De todo modo, as reiteradas experiências políticas e sociais de uma coletividade mais ou menos organizada e contínua historicamente podem se transformar, com o tempo, numa caracteriologia pátria, não por existir um consciente ou inconsciente coletivo pairando nos céus da nação, mas porque moldamos e somos moldados pelas respostas e interações reiteradas com o ambiente em torno. O hábito faz o monge; o mau hábito faz o brasileiro.

A história política, a submissão ao direito, o cuidado com o patrimônio urbano e artístico, as reações diante de tragédias e eventos inesperados, tudo isso varia de país para país, a depender de como os indivíduos lidam com regras, normas, autoridades, princípios, códigos, convivência. Japoneses são inabaláveis até quando o mundo lhes cai na cabeça; brasileiros são capazes de chacoalhar o mundo só para ver o que acontece. A discussão sobre o direito às armas envolve princípios, consequências, mas também um contexto social em particular.

Facilitar a posse de armas pode ser defendido como direito individual: esta é minha convicção, que precisa ser refinada dialeticamente. Nunca advogarei o utilitarismo quando minha vida, ou da minha família, estiver em perigo. Munição pouca, ladrão que vá primeiro. No entanto, o acesso às armas não é, nem será, política de segurança pública. Há muita coisa a ser feita: combate à corrupção policial, treinamento, equipamento e inteligência; reforma profunda nos códigos de direito penal e de processo penal; celeridade nas investigações e nos julgamentos; certeza de punição; desmantelamento do crime organizado etc.

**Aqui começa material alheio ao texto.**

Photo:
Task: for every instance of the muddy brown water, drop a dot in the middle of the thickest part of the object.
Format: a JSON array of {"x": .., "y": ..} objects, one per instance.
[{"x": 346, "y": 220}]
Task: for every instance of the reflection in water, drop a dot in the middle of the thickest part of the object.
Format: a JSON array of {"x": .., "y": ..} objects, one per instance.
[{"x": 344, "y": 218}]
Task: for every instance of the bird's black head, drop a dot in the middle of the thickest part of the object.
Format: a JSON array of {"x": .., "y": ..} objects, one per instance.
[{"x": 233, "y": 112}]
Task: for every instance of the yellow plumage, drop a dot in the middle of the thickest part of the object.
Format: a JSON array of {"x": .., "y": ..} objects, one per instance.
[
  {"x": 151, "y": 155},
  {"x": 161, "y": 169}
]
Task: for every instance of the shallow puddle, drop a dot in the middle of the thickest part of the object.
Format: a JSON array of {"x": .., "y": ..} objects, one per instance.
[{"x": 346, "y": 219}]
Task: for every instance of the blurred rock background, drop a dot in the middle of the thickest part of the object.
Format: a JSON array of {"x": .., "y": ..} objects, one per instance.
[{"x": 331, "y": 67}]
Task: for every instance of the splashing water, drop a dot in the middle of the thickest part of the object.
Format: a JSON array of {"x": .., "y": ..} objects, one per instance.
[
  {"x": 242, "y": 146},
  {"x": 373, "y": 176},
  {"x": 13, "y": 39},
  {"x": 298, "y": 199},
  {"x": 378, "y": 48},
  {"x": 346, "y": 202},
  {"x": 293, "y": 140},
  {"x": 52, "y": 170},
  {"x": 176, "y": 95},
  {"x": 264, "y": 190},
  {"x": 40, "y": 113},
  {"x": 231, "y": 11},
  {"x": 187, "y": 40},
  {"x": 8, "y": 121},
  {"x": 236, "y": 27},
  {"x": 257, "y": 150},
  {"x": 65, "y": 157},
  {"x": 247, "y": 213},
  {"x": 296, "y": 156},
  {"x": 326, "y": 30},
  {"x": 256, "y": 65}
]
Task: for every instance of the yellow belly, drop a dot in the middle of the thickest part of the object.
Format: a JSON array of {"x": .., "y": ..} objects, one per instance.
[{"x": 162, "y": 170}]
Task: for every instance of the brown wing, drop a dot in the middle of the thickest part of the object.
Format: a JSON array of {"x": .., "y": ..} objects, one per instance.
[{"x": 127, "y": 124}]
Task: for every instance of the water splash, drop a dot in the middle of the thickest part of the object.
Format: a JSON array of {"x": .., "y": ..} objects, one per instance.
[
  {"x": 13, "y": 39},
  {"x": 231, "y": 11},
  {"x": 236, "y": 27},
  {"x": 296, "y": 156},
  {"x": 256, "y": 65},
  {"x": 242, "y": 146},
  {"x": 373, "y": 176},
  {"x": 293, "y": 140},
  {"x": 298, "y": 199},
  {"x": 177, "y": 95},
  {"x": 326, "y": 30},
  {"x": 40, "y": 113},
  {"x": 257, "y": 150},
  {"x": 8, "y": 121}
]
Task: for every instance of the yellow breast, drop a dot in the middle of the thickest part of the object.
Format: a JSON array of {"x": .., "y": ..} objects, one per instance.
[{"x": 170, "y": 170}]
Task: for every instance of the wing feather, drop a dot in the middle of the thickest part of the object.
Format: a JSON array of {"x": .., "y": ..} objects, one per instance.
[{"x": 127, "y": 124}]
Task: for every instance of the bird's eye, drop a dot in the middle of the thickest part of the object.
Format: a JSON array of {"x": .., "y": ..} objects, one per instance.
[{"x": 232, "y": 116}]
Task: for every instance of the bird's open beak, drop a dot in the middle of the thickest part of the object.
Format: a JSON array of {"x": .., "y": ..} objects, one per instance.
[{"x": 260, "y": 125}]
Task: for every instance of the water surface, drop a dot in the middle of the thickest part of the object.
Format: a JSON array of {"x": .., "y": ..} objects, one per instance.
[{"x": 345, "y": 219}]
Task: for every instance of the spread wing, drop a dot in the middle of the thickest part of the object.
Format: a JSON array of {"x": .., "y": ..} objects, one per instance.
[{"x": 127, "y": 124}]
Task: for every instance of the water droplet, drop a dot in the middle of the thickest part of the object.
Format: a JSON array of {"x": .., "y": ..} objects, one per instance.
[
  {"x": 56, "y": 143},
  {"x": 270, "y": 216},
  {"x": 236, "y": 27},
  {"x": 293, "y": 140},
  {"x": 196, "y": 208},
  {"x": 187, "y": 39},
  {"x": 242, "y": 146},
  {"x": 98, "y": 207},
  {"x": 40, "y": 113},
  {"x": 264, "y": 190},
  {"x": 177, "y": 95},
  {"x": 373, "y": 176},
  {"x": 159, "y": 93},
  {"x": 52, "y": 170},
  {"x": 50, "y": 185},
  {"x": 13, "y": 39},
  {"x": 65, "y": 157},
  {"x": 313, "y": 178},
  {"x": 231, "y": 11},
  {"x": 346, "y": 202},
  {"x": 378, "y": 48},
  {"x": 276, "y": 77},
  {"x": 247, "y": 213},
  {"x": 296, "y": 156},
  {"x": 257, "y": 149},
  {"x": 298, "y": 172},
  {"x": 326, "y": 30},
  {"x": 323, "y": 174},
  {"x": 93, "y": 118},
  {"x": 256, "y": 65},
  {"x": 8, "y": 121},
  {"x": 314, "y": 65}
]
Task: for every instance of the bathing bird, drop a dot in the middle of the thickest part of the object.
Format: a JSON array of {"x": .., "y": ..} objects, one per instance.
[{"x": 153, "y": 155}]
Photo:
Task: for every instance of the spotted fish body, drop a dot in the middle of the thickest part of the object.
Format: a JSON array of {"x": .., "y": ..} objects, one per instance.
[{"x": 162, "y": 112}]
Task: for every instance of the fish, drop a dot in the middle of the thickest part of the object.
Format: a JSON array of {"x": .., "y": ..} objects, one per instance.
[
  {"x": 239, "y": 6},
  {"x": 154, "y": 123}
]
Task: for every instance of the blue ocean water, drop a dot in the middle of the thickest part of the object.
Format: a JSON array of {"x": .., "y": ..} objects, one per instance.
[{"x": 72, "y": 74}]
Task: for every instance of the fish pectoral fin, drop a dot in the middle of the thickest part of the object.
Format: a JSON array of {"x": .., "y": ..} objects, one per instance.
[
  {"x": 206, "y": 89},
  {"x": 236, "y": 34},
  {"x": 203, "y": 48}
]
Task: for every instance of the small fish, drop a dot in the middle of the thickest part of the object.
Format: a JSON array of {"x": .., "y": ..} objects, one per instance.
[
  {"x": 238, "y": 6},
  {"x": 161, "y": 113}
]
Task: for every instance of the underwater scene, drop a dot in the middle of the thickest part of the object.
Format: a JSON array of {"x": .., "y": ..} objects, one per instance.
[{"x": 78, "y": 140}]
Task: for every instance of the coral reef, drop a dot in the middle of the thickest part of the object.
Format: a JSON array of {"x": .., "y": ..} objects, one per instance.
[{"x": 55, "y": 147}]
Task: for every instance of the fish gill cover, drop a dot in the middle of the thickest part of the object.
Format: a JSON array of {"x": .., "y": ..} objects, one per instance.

A violência epidêmica no país é problema grande demais para ser atacado com improvisos e para ser combatido com soluções apressadas, com a desculpa de que são promessas de campanha. Direitos, princípios e consequências à parte, arma de fogo é um objeto um pouco mais controverso que um liquidificador. Bolsonaro se comprometeu a tratar do assunto mais detidamente por meio do Congresso. Democracia é para isso mesmo. Porém, como ensinou o americano HL Mencken, “para todo problema complexo existe sempre uma solução simples, elegante e completamente errada”.